As co-owner of a mildly profitable bootstrapped software enterprise it seems to me the common major weakness is lack of sales and marketing expertise to make it go bigger. However for many software people this is a feature not a bug.
Yeah I have some decent side projects that I think could be useful in the marketplace; however, I have no skills for the sales and marketing of it.
It seems to be common advice to bootstrap your business, but at some point you need a salesperson to get the product into the hands of users. The only exception to this is if it is something truly revolutionary like the next Google/Amazon/etc.
B2C bootstrapping seems even harder because you really need to know how to acquire users.

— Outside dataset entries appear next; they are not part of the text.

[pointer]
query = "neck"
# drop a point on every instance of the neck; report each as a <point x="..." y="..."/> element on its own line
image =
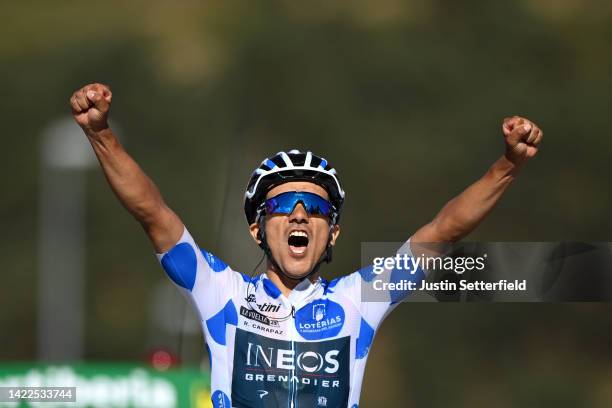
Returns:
<point x="285" y="284"/>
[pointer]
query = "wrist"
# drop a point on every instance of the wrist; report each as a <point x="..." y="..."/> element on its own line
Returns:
<point x="505" y="169"/>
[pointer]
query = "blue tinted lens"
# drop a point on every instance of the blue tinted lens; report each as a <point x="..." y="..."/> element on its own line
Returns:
<point x="285" y="203"/>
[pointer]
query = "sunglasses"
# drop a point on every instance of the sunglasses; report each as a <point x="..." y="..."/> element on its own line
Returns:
<point x="284" y="203"/>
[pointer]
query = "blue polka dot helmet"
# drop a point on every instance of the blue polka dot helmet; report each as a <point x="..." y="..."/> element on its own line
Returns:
<point x="284" y="167"/>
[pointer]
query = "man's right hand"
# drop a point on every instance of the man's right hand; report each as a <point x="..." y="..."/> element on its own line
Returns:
<point x="90" y="106"/>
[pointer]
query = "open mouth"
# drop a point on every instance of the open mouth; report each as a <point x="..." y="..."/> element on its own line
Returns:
<point x="298" y="241"/>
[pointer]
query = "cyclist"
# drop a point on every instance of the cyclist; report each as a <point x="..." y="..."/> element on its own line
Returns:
<point x="288" y="337"/>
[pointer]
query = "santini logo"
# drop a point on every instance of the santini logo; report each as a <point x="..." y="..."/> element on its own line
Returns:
<point x="263" y="307"/>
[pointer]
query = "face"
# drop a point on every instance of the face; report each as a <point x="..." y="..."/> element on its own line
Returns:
<point x="297" y="256"/>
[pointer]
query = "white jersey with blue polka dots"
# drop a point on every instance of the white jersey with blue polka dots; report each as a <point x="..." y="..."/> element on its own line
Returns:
<point x="308" y="349"/>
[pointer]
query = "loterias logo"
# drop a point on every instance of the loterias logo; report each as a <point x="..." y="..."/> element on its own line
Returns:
<point x="268" y="372"/>
<point x="319" y="320"/>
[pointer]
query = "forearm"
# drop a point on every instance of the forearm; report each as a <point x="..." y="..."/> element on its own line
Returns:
<point x="135" y="190"/>
<point x="463" y="214"/>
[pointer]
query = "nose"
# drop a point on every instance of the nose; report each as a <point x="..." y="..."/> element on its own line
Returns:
<point x="299" y="214"/>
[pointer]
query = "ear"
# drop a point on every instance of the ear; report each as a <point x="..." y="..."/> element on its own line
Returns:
<point x="335" y="233"/>
<point x="254" y="230"/>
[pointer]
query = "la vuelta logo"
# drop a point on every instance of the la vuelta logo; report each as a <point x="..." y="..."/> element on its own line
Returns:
<point x="319" y="320"/>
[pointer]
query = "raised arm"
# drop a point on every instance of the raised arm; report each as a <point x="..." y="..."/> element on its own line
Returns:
<point x="462" y="214"/>
<point x="136" y="191"/>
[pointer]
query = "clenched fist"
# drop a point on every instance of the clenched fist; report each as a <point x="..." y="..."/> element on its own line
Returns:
<point x="90" y="106"/>
<point x="522" y="139"/>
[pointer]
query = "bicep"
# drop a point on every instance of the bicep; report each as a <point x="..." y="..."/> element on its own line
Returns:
<point x="164" y="228"/>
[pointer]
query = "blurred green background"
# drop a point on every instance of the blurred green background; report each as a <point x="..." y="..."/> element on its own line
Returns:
<point x="405" y="99"/>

Google the search engine was paid for by Google Ads past the initial period and those are certainly marketing and sales.
Amazon certainly focused on sales stuff early on. And while AWS is a technical marvel the pricing scheme of hiding costs behind outbound data costs was brilliant. Evil but brilliant.
Having a good product is the goal of Engineering and that is the bare minimum.
For indies, the making is the marketing. They don't need separate marketing because they build 100 MVPs openly in public, with an extremely fast feedback cycle (days), and see what to focus on next. So the secret is not knowing what to build, but just building it quickly and seeing what "sticks".
I don’t even think it’s expertise. Assuming you have a good and valuable product, sales and marketing is still just extremely hard.
You have to remember that 90% of the startup successes we hear about are VC funded, so can make a significant loss on sales and marketing. To fund it from cashflow makes the game even harder still.